MANGO COCONUT COOKIES WITH JAM-FILLED CENTRES
May has been a month of Mango Mania for my blog. Though this versatile fruit can be added to any course of the meal, its use in desserts, especially frozen desserts is most popular. Thanks to the usual summer voltage issues, I managed only Kulfi with it till now. Just waiting for monsoons to start to try some more freezing options.
If summers create havoc with refrigerators, they do not spare our already-temperamental oven either. There is one time zone in early mornings, when it is relatively safe to bake, and juggling between workout time and kids’ time before pushing off to work, I manage to squeeze in an hour of baking time. I had long since wanted to bake some mango cookies (I would rather call them cookies than biscuits) and as my facebook page hit the 500 like mark, I had to quickly make this a milestone post.
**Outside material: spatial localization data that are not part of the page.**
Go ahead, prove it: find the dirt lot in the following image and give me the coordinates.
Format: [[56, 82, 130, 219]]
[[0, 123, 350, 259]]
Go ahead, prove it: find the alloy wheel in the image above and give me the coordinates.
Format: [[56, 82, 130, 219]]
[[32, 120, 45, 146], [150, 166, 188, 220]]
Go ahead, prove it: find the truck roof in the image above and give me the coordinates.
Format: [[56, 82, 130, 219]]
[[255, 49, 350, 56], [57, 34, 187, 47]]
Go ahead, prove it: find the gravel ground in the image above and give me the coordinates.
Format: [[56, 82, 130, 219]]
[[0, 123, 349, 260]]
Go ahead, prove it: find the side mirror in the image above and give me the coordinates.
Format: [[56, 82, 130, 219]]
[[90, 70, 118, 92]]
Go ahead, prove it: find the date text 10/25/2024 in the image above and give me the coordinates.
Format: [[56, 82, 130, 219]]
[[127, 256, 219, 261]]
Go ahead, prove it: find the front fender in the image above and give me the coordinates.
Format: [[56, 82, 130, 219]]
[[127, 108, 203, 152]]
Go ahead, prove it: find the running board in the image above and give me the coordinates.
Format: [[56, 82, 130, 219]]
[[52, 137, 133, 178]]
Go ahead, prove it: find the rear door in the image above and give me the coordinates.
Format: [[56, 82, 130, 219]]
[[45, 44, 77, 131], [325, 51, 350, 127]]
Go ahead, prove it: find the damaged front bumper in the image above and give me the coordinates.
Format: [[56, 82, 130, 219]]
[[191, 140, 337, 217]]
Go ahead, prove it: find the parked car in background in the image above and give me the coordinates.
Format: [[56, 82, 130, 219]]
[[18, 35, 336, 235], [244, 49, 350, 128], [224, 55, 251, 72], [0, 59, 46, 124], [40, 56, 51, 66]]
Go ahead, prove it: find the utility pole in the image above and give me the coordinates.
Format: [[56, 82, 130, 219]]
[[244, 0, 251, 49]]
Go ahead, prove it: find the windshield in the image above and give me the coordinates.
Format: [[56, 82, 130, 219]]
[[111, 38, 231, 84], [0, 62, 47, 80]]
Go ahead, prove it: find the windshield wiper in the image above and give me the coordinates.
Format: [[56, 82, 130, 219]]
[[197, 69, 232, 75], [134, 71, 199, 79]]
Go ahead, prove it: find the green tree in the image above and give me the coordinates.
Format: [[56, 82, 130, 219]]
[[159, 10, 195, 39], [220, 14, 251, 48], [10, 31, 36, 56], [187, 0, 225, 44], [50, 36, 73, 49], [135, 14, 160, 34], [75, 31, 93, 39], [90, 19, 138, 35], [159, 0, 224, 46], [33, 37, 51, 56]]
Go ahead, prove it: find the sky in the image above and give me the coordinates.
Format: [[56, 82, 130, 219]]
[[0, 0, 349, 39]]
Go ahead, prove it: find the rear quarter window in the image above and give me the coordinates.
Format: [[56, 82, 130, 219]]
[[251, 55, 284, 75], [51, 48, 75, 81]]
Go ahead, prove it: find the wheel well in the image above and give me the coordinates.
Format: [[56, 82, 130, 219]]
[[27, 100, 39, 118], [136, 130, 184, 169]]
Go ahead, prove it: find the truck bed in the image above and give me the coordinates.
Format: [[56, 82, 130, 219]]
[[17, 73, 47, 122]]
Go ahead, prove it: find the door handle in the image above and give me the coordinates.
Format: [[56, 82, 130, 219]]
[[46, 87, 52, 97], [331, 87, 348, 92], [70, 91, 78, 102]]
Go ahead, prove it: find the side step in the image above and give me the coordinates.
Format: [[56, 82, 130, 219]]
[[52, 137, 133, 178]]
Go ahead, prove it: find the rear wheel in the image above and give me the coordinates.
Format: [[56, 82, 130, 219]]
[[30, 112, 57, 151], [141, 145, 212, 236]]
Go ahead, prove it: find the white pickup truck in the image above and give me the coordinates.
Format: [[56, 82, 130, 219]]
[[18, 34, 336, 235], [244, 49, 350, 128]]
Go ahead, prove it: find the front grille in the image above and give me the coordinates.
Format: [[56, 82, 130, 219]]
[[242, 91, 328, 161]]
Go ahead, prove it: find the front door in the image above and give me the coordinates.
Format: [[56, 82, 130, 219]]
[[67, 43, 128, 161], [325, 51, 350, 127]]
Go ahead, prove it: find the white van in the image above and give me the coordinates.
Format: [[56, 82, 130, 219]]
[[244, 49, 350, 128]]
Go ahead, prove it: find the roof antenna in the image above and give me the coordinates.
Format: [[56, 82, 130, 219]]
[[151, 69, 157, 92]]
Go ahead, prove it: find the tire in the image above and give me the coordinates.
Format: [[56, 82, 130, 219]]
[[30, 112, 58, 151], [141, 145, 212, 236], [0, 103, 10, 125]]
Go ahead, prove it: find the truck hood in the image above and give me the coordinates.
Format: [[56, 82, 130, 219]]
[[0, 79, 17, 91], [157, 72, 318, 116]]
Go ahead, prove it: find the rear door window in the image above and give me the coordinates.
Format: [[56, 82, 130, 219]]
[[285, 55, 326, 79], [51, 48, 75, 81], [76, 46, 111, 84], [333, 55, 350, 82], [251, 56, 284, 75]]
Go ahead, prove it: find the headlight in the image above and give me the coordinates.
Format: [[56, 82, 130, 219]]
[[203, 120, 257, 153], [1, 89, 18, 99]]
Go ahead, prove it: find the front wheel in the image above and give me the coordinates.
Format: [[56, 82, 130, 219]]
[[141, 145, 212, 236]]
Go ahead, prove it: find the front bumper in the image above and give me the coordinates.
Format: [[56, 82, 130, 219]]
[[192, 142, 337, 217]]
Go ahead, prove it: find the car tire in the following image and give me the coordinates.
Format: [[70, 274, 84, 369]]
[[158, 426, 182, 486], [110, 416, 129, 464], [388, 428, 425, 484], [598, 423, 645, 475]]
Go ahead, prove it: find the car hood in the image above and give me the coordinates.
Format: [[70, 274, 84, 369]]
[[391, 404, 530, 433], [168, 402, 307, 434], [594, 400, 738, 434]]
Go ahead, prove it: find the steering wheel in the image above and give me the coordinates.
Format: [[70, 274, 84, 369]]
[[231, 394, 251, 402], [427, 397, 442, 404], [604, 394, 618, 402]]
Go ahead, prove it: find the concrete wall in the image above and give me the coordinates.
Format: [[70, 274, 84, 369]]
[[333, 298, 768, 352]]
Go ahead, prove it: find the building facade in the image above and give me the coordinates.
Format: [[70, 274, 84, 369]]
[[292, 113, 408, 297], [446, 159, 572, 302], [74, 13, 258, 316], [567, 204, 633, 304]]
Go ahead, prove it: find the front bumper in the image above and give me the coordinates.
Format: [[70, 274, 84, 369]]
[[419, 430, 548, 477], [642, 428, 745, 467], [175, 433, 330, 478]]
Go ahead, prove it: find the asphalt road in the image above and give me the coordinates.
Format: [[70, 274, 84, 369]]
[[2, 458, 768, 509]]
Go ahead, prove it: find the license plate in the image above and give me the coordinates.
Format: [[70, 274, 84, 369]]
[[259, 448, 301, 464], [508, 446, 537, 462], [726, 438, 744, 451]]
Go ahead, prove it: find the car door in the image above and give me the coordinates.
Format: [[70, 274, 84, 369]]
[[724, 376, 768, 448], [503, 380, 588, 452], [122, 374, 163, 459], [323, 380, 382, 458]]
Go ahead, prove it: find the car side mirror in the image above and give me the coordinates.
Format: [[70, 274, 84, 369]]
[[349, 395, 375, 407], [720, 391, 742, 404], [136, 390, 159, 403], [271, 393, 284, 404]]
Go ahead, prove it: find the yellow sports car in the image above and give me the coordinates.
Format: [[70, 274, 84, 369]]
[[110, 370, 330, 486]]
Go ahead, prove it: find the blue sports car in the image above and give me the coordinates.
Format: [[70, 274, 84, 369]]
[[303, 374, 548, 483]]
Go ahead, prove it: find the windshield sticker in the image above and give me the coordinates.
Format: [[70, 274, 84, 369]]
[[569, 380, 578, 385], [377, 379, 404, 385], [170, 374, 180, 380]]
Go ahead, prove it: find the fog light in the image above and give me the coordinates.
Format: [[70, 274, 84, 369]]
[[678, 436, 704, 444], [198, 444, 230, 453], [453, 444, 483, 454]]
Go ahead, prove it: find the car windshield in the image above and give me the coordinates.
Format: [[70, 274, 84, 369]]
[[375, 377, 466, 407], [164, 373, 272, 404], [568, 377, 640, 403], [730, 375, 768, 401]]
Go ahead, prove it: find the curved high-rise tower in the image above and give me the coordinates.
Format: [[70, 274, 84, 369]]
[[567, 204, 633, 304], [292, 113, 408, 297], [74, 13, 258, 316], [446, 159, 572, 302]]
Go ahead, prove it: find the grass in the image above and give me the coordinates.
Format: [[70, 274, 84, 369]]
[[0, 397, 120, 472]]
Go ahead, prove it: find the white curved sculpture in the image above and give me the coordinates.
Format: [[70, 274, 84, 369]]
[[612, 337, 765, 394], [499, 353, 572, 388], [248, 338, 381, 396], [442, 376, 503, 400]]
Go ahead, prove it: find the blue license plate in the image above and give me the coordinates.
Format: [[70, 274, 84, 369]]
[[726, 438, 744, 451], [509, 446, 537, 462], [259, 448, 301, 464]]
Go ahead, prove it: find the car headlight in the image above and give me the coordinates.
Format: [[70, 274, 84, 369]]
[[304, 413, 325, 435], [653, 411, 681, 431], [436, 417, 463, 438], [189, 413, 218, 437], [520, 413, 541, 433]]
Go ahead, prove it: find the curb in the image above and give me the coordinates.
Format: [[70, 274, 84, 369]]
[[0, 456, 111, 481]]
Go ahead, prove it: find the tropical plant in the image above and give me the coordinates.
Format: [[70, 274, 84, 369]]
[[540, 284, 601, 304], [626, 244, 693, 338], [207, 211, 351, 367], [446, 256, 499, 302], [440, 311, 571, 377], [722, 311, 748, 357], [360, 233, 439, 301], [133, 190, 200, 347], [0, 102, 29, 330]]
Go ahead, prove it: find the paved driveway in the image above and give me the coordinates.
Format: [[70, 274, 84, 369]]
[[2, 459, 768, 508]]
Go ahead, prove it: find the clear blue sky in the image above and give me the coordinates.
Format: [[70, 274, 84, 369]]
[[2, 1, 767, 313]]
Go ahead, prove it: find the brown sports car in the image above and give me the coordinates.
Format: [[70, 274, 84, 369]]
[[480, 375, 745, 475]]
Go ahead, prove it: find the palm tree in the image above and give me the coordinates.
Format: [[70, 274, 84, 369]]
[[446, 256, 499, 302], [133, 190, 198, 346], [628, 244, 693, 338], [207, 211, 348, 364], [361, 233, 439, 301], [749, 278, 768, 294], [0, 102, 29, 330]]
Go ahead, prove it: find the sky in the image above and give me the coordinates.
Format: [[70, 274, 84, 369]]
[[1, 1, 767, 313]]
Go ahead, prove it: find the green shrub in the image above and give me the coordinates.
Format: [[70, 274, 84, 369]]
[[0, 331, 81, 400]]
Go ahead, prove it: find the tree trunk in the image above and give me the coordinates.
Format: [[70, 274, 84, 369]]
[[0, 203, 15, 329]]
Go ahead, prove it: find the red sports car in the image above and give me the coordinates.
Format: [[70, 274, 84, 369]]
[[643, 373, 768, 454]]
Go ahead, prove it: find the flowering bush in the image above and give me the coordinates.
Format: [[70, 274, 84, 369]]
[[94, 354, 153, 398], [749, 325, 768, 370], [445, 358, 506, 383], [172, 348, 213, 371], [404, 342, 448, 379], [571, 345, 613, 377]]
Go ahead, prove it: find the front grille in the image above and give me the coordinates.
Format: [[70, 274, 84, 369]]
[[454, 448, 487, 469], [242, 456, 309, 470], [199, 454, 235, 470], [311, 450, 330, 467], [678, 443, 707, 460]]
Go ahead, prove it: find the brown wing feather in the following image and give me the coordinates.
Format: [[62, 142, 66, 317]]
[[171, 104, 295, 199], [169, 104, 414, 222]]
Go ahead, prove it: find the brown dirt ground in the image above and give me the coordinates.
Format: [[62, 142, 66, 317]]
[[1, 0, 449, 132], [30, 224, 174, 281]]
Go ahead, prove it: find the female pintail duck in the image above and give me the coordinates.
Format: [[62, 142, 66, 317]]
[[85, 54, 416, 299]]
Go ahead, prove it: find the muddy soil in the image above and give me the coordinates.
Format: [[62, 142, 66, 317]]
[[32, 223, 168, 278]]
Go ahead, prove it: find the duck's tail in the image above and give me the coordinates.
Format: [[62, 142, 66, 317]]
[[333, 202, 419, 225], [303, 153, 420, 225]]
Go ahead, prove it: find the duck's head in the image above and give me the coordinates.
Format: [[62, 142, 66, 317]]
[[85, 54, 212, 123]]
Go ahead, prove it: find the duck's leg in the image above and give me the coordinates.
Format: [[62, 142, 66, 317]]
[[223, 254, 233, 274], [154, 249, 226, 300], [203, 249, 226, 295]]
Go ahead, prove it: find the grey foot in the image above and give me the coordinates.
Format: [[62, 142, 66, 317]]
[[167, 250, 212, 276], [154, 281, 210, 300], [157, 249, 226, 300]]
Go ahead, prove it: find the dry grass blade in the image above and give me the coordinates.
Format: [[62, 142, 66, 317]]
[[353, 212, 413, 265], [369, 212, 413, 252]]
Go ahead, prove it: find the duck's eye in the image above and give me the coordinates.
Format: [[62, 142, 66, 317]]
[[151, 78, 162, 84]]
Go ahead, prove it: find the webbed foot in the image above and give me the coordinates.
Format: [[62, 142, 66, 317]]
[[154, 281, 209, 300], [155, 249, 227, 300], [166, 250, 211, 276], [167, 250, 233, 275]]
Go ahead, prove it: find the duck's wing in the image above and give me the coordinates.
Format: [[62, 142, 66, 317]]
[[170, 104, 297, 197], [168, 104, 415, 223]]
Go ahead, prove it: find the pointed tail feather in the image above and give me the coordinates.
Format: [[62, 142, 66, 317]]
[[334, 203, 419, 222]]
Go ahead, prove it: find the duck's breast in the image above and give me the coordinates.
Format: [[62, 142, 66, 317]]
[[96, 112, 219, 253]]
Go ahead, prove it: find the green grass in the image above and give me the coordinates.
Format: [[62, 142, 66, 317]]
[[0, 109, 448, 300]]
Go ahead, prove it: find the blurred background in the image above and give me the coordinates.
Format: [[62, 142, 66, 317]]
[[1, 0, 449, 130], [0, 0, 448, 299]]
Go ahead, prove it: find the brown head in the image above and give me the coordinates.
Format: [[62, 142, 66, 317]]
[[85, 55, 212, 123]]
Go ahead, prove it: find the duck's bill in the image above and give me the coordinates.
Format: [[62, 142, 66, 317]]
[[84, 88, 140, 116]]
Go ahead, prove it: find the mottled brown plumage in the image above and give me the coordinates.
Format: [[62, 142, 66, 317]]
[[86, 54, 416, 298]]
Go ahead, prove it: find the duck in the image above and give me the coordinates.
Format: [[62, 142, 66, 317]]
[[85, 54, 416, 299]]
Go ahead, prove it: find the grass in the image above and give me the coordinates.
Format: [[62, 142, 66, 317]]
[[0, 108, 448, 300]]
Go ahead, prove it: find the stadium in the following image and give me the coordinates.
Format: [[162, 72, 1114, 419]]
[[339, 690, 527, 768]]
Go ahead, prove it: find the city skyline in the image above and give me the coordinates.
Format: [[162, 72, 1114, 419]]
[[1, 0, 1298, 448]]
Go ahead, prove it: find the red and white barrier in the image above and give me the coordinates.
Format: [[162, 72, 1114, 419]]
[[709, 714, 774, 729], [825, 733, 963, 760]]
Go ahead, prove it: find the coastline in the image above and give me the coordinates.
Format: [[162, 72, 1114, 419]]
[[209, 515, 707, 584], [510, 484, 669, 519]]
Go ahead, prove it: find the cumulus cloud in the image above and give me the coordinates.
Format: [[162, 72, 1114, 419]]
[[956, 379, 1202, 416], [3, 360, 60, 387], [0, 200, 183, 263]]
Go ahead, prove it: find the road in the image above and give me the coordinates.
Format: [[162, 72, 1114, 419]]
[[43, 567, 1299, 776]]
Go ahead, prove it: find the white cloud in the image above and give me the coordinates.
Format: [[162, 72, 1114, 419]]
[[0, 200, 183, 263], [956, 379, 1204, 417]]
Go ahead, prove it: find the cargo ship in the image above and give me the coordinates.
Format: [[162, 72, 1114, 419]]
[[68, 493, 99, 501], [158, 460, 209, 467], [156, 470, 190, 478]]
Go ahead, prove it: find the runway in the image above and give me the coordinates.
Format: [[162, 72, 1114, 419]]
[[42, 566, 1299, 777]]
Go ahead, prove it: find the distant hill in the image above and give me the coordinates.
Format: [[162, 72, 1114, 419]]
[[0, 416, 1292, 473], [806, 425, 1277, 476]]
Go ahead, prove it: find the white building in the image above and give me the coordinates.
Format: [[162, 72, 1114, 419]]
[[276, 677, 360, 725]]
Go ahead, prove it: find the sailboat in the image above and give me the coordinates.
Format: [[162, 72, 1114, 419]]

So, here’s to my 500 facebook likers, thanking them for taking out sometime to scroll down my page and liking it! I consider myself to be lucky to be able to do something right which appealed to you all. I present these mango-coconut jam filled cookies!!
Also there is some DIY project involved in this post. My son who is crazy about craft work, leaves no stone unturned to convert the house into some sort of junkyard and now with his little brother joining him it’s like ‘the more the merrier’. This pink box has been handpainted and decorated by me and my son to carry these tasty treats. He named it ‘fruity magic box’ , as he has thought of numerous options to store things in it!!
- All purpose flour- 1 cup
- Dessicated coconut- 1 cup
- Mango flavoured custard powder/ Corn flour/ Normal custard powder- 2 tablespoons
- Mango pulp- 3 tablespoons
- Butter- 4 tablepsoons
- Baking powder- ½ teaspoon
- Granulated sugar- ½ cup
- Cardamom- 2 pods
- Coconut essence- ½ teaspoon (optional)
To make jam filled centre:
- Mango jam ( or any other flavour)- 2 tablespoons
- Start by sifting flour, baking powder, cornflour/ custard powder. You can find these mango flavoured custard powder in big grocery shops or Big bazaars, they add immense flavor and colour to cookies. It’s a great option to have these flavoured custard powders when making cakes or biscuits. If not, use the normal vanilla flavoured ones or even corn flour will do.
- In a mixer jar, add coconut, sugar and cardamom pods, make a fine powder and add it to the flour. I wanted my cookies to be fine textured, so powdered the coarse dessicated coconut, you can skip this, if you want a slight chewiness of coconut.
- Give all the dry ingredients a nice mix with a hand whisk.
- Add softened butter and essence, mix it well with fingers in the flour mixture.
- Lastly add two tablespoons of mango pup, lightly knead, then add one more tablespoon, depending on the need, knead lightly into a dough. If the pulp is too watery, add half the amount first, then depending on the necessity add more to bind the ingredients into the dough. The dough should be soft, easily shapable but not runny.
- Cling wrap the dough ball , and refrigerate it for half an hour or so.
- Pre heat the oven to 180 0 C
- Divide the dough into 2-3 portions, roll out each portion of dough into uniform thickness with a rolling pin, using a cookie cutter cut into desired shapes.
- For half of the cut cookies, take a smaller size cutter of any shape, place it at the centre of the cookie and cut off the dough. I have a plunger type wilton cookie cutters , which served my purpose excellently.
- Place them in a greased cookie tray, bake for 12- 15 minutes at 1800 C, until it just about starts to turn golden. I wanted mine to look more yellow than brown, so didn’t want them to be more than a shade of golden.
- Now take an uncut cookie, spread some mango jam, place the centre-cut cookie on the top, fill some more jam in the centre cut pattern.
- Serve them as tea time snack or as your kids’ summer munches!!